Our new view of people is more expansive. The candidates for a heavenly calling and a total transfiguration are unlimited. This is very challenging to group mentalities. In Jesus’ ministry he repeatedly shocked his followers by interacting with unexpected people. Ministry to Gentiles, conversations with Samaritans, friendships with prostitutes, encounters with lepers and tax collectors, he expanded the circle of their attention from insiders to outsiders. He took down the old boundaries of concern, based on clan, tribe, race and religion. No longer was it possible to view the near, the similar and the familiar with one lens, and the far, different and unfamiliar with another. The ministry of reconciliation we are called to recognizes no single boundary that limits our concern. Do you find this frightening or exciting? Pray for our church’s ability to overcome differences to grow and develop.
DAY 27 FRIDAY| MAY 01, 2020
PSALM 13:3 | 3 Consider and answer me, O LORD my God! Give light to my eyes, or I will sleep the sleep of death.
This means that we must look at other kinds of Christians as coworkers and fellow members of the family. Different kinds of churches are pursuing ministry together and finding ways to cooperate across ecclesial lines and denominational differences. Recently we borrowed St. Francis Xavier Catholic Church for a memorial service too large for our gym and then the new Sanctuary at the Franciscan Renewal Center for another life celebration. The Jesuits and then the Franciscans were gracious and generous to share facilities and staff and musicians. Scottsdale Bible Church has been helping us plan our cafÊ and plays a major role in supporting MentorKids. Mountain View Presbyterian is a regular partner in youth work and worship. As our culture becomes more secular we need to see other churches as allies and not competitors. Pray for other church communities you know. To accomplish the world’s reconciliation we need cooperation. Do you agree?

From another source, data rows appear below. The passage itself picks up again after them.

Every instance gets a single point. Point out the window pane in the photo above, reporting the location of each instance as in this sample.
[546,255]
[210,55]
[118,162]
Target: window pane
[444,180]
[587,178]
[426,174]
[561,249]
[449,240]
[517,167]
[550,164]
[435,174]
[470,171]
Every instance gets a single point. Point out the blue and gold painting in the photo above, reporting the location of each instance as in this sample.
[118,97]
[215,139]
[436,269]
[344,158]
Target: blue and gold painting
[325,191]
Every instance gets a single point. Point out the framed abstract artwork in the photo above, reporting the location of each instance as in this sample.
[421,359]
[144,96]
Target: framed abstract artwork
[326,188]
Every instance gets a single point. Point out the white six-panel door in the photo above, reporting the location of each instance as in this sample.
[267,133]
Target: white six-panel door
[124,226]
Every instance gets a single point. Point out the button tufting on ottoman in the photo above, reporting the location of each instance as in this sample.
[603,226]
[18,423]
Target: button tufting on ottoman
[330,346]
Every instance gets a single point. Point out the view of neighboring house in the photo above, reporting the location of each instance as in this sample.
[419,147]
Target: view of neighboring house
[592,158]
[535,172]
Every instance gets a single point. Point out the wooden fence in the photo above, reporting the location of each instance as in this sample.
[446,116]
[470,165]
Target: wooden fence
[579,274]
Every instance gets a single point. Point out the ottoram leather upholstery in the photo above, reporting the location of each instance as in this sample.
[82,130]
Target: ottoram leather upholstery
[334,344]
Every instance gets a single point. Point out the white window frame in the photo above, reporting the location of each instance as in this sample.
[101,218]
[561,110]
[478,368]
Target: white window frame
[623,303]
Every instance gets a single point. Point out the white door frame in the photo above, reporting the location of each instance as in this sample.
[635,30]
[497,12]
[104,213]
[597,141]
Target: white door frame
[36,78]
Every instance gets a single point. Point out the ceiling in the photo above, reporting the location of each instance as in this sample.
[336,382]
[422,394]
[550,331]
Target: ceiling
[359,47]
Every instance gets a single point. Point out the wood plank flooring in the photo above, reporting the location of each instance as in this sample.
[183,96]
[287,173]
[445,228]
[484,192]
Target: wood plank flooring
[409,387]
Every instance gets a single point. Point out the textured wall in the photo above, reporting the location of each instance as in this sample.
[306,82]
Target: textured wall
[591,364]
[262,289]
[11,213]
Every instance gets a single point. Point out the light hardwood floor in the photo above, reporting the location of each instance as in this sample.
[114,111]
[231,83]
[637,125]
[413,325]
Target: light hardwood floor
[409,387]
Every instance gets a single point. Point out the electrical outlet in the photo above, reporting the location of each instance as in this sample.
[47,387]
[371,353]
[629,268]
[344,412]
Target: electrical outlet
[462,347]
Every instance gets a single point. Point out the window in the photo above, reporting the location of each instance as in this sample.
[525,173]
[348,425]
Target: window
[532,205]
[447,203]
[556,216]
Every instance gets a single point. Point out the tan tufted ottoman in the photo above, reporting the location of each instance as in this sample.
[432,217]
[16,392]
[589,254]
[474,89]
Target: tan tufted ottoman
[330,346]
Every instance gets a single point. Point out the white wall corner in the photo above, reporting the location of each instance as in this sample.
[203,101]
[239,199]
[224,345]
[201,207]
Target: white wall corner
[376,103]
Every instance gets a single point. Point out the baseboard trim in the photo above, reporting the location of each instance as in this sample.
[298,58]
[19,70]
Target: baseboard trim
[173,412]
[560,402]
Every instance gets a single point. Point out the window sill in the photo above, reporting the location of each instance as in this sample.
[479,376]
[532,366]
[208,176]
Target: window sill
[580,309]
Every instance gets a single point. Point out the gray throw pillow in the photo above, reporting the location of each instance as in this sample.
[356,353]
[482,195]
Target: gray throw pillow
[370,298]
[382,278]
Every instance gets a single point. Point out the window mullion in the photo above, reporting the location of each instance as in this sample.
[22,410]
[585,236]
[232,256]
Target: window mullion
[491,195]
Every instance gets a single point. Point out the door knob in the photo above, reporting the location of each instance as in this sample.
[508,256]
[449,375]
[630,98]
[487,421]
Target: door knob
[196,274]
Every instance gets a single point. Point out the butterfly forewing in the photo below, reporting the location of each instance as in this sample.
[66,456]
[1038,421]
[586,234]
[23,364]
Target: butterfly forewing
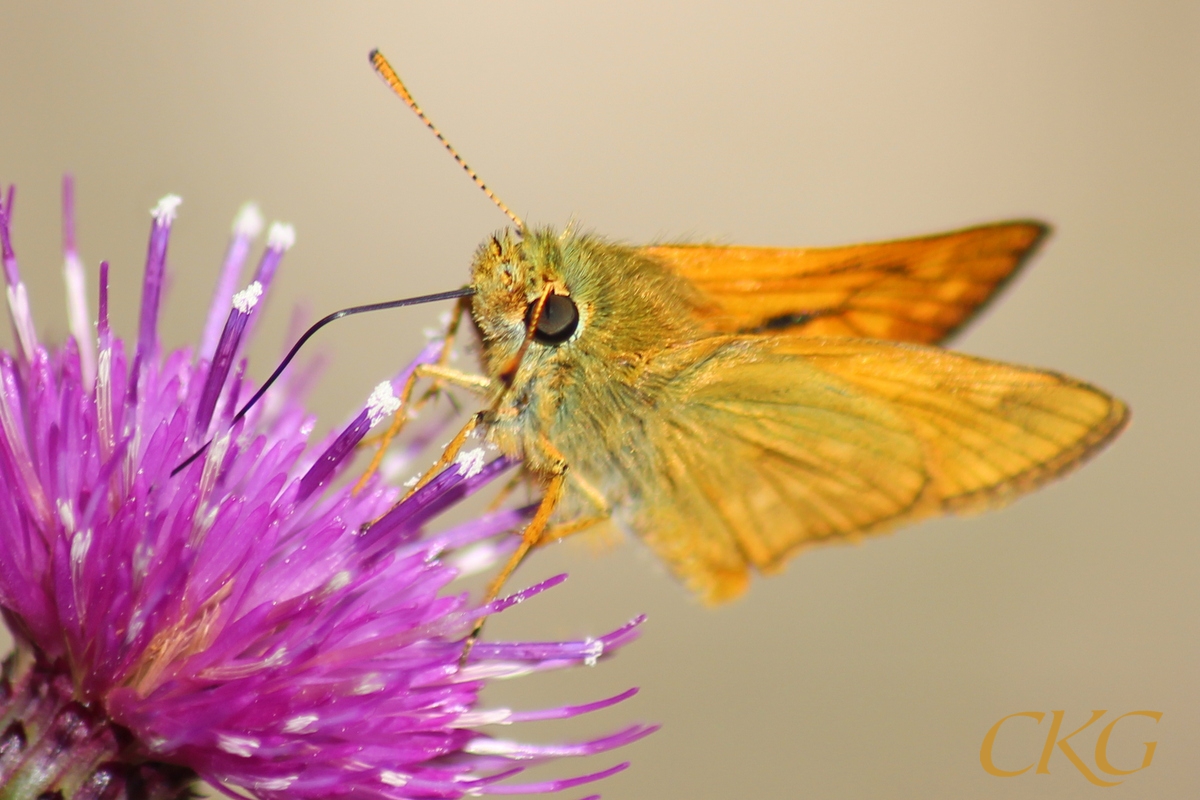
[786,441]
[907,290]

DAY 28 SATURDAY| MAY 02, 2020
2 CORINTHIANS 5:19 | 19 that is, in Christ God was
reconciling the world to himself, not counting their trespasses against them, and entrusting the message of reconciliation to us. Learning to look at others with new eyes is a key spiritual practice for all of us. Use this prayer today to encourage new vision in your life. Dear Lord, Retrain my eyes. Let me see others as you do. Give me realistic eyes that see flaws and problems. Give me hopeful eyes that see potential and transformation. Give me gospel eyes that trust your power to bring healing to pain and wholeness where there is brokenness. Let me see where the old is passing away and the new is being formed. Help me cross boundaries and expand my view to unexpected people and unfamiliar faces. Show me ways to see and support other Christians. Bring out in me the fruits of your Holy Spirit, that my words and deeds may we be wise and reconciling. I ask in Jesus’ name. Amen.